Boomers Redefining Retirement
Once upon a time, the dream of retirement was to collect a pension, travel and play golf. Today, boomers are redefining retirement right before our eyes. Many of today’s retirees have neither the time nor the funds to spend on golf, so they’re turning to activities that require less of an investment, while allowing them to stay active and socialize. One sport that is growing in popularity with boomers is pickleball. In Arizona, sport is becoming so popular that many public parks and rec centers now feature pickleball courts and host tournaments. And some retirement communities are adding pickleball courts to their on-site amenities.
• Object: hit a tennis ball sized whiffle ball back and forth across the court
• Played on a court that is the size of a badminton court
• Two sides divided by a 3-foot-tall net lowered to the ground
• The paddle is slightly bigger than a ping pong paddle
• Serve is underhand and must bounce once on opposite side
• Only the serving team can score a point
• Game is won when one team scores 11 points. (Must win by 2.)
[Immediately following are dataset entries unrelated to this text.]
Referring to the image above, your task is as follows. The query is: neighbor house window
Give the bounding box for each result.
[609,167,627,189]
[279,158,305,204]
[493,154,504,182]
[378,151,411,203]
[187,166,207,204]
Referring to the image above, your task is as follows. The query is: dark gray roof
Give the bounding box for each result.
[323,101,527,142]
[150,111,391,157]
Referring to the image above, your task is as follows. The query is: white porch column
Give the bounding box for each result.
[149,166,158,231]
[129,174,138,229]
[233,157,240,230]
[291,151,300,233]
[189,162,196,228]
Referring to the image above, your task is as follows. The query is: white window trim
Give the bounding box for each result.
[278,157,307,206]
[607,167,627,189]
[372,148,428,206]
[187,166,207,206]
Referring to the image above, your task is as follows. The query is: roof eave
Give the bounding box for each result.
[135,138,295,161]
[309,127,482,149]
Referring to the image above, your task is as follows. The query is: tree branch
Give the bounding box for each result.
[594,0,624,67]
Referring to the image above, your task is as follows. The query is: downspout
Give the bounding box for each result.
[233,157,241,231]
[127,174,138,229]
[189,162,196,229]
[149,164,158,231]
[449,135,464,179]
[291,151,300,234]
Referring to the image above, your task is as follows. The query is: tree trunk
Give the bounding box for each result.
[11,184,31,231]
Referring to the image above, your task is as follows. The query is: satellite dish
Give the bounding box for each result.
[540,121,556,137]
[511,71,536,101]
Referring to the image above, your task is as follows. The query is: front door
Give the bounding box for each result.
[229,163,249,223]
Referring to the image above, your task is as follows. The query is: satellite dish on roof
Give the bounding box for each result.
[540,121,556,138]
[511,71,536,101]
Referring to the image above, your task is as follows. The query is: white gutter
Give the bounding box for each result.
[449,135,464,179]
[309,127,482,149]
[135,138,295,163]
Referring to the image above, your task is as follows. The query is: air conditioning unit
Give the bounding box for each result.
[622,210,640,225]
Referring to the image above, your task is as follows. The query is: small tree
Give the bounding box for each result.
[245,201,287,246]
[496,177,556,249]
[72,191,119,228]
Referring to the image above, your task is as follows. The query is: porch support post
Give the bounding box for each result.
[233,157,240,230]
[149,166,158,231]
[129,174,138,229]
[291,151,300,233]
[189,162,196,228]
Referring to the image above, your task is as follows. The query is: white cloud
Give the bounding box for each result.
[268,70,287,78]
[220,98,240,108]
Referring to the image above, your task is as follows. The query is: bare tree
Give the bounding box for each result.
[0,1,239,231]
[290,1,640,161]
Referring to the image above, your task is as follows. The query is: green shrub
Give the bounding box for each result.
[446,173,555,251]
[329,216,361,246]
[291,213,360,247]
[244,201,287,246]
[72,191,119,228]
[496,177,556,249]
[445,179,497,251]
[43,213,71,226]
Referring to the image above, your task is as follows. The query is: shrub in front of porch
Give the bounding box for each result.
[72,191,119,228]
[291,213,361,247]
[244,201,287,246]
As with tennis, the game can be played in singles or doubles format, although doubles are most common. Pickleball appeals to people of all ages, but especially those for whom running is a challenge. David Holland is a senior pickleball player who claims, “You can compete with younger people by using your head while they try to use their speed. You out think them.”
Pickleball was “created” in 1965 near Seattle. Legend has it that Joel Pritchard (a Washington State Representative) and a couple buddies returned home from a Saturday golf game to find their bored family members just hanging around. They attempted to get the others engaged in badminton, but couldn’t find a shuttlecock. So, they lowered the net and improvised with a whiffle ball.
USA Pickleball Association
According to the USA Pickleball Association (USAPA), there are more than 100,000 active players in the United States. A 2014 NBC News feature called pickleball the fastest growing sport in America. Official rules for the game, along with terms and jargon, can be found on USAPA website at usapa.org.